Tuesday, May 22, 2012

Workshop with Orly - Fake It 'Til You Make It

Orly Avineri hosted another one of her fantastic art journal workshops on Saturday and it was called "Fake It 'Til You Make It". The theme was to "copy" the work of an artist we admire to see what it's like to make art as they do. It's an exercise that is often employed in art classes and I remember doing such an exercise in my Life Drawing class. I chose to copy the work of Caravaggio at the time...

Though one of my very favorite artists is Joseph Cornell, I really didn't want to copy his work. So I chose to copy an artist whose work (and life!) I admire: Beatrix Potter.

I stumbled onto the movie about this amazing woman who was truly ahead of her time: an independent spirit who managed to create a life she loved around her art, make a living at it and she was an early environmentalist to boot! Learning about Beatrix Potter gave me a new-found admiration for her work in illustrating the children's books she wrote. Since I've had a yearning to work in watercolor more, I thought that copying Beatrix Potter would be a great way to practice some watercolor painting, not to mention practice my rusty drawing skills...

We were all instructed to bring a print-out of a work we wanted to copy and this is my favorite Beatrix Potter illustration - since I have long standing skills as a seamstress, I'm sure it's no surprise!

"The Tailor of Gloucester" by Beatrix Potter

We began to 'copy' our chosen works of art, or at least a section of it. Here is what my copy looked like at the end of our copying time:

Original on the left - my copy on the right...

Orly informed us that though we may be trying to replicate the work of a favorite artist, our own style of our own hand will always come through. My replication of the little mouse tailor was no exception - I have a fondness for small chubby furry creatures and my 'tailor' looks more like a hamster than a slender mouse!

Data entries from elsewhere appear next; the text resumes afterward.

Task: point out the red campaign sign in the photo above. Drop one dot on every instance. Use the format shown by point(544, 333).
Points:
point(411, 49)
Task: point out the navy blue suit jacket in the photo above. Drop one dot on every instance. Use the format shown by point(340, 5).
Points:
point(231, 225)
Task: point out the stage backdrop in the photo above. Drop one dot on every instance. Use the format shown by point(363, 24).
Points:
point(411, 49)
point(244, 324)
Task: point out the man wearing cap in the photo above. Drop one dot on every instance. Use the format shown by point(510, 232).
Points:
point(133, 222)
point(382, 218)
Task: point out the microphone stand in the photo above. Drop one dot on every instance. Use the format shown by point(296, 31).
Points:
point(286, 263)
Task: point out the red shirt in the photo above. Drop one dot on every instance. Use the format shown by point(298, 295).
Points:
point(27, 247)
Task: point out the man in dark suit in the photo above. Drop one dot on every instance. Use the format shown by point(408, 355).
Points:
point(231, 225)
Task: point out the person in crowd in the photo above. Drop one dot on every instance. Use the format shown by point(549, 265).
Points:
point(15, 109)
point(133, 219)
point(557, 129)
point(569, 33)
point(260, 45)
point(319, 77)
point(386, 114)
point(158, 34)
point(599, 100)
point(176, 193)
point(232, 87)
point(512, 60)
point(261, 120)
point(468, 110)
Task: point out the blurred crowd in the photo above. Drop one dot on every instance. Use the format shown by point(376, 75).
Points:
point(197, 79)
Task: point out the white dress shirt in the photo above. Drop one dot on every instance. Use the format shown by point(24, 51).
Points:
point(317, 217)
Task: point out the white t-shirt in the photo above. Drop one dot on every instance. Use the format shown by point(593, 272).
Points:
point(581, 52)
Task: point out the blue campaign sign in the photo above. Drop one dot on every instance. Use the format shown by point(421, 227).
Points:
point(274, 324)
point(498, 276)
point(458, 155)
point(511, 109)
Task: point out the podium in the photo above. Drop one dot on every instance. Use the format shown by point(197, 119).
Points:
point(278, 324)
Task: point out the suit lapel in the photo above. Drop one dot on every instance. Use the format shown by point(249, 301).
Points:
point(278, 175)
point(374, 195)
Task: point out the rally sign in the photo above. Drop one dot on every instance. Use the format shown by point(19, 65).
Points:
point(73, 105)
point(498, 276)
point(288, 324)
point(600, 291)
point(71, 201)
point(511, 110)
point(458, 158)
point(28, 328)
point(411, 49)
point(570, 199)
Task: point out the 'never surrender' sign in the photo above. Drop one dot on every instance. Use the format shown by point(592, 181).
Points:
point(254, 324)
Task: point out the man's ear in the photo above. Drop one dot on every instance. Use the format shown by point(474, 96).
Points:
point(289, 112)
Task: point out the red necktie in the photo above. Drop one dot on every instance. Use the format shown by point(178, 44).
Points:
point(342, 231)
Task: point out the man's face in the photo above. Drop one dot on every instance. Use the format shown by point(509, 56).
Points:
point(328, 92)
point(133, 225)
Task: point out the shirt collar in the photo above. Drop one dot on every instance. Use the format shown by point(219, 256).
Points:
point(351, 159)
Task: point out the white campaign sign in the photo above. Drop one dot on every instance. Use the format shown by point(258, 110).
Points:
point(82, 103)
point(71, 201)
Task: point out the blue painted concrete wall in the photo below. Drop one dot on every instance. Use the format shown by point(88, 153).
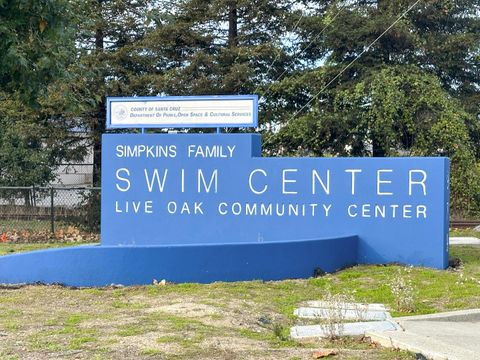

For the other side of the journal spread I decided to abstract the spool of thread from the first page:

First spread in progress...

After lunch we were instructed to create artwork as WE usually create our artwork, but I had only had the color print outs of my chosen artwork, and my watercolors. I did not have much in the way to create mixed-media collage as I usually create it at home, but I did have some color prints I had considered working from - they were botanical prints, which I admire for the quality of the detail and the beauty of the color used in creating them...

Copy of a botanical print on the left side of the journal spread after some 'aging' and tearing

I had asked my dear boyfriend to make ONE copy of the Beatrix Potter illustration and of the two botanical prints I admired. However, my dear boyfriend just can't make a single print out of anything and he made a few copies of the botanical prints with notes on how he had altered them, in terms of changing the quality of the color. I found the notes he made on the back and incorporated the notes onto the tape I used to fix the copy to my journal page!*

Qualities of color can be HUE, SATURATION or BRIGHTNESS

Orly encouraged us to return to our first journal page and see if we could alter it in any way. I was reluctant to do this as I was rather proud of the results in copying the work of Beatrix Potter and I could see how my own style of my hand in my art came through. But after viewing workshop participant Brian change his copied artwork, I figured out a way to start altering my artwork, and with the help of another workshop participant who loaned me her stencils and stamp pads, this is how my first page looked by the end of the day:

First journal spread with stencils and a scrap of paper I found among my supplies- more will be added soon...

Though I was rather proud of my artwork copy, many of us agreed that it's not easy to replicate the hand of an artist, nor is it very freeing. The idea behind copying the works of great artists is one that is employed in art classes and it's for the purpose of teaching students how such work was created. I certainly learned that I have a lot of practice ahead of me if I wish to create watercolor illustrations because it became very clear to me that Beatrix Potter had been practicing her skills for many, many years. It was interesting to copy her work, but it definitely felt like a class exercise, or worse, like HOMEWORK, not very joyful, fun or freeing.

The thing to remember is that copying is an EXERCISE only and not a technique to hold on to, otherwise, you can not figure out your own style of creating...

***   ***   ***

As a dancer, it finally dawned on me one day that dance is a LANGUAGE and Art is a language too. There are many techniques in art, just as there are many steps in dance and there are many STYLES of art as there are styles of dance. You string the individual steps together to create a combination or dance routine  and in art you string together different techniques to create an artwork. I would break it down like this:

For LANGUAGE: word + word + word = sentence
For DANCE: step + step + step = dance routine
For ART: technique + technique + technique = art work

It takes a great deal of practice to begin to create effortlessly, just it took many, MANY hours of practice for Fred Astaire to make his dancing look effortless. But I can tell you, whether it's dancing or art-making, that the practice is worth every minute!

I'm still in the middle of another workshop hosted my life coach Pete and his coaching partner Wendie and this is the week where deep work is done. I may be a little quiet here for the next two weeks, but I'll be back to share what new things I learn as I continue on my journey of self discovery, so stay tuned!


* - I guess it's a good thing he made more than one print out or I might have really been stuck for the second journal spread!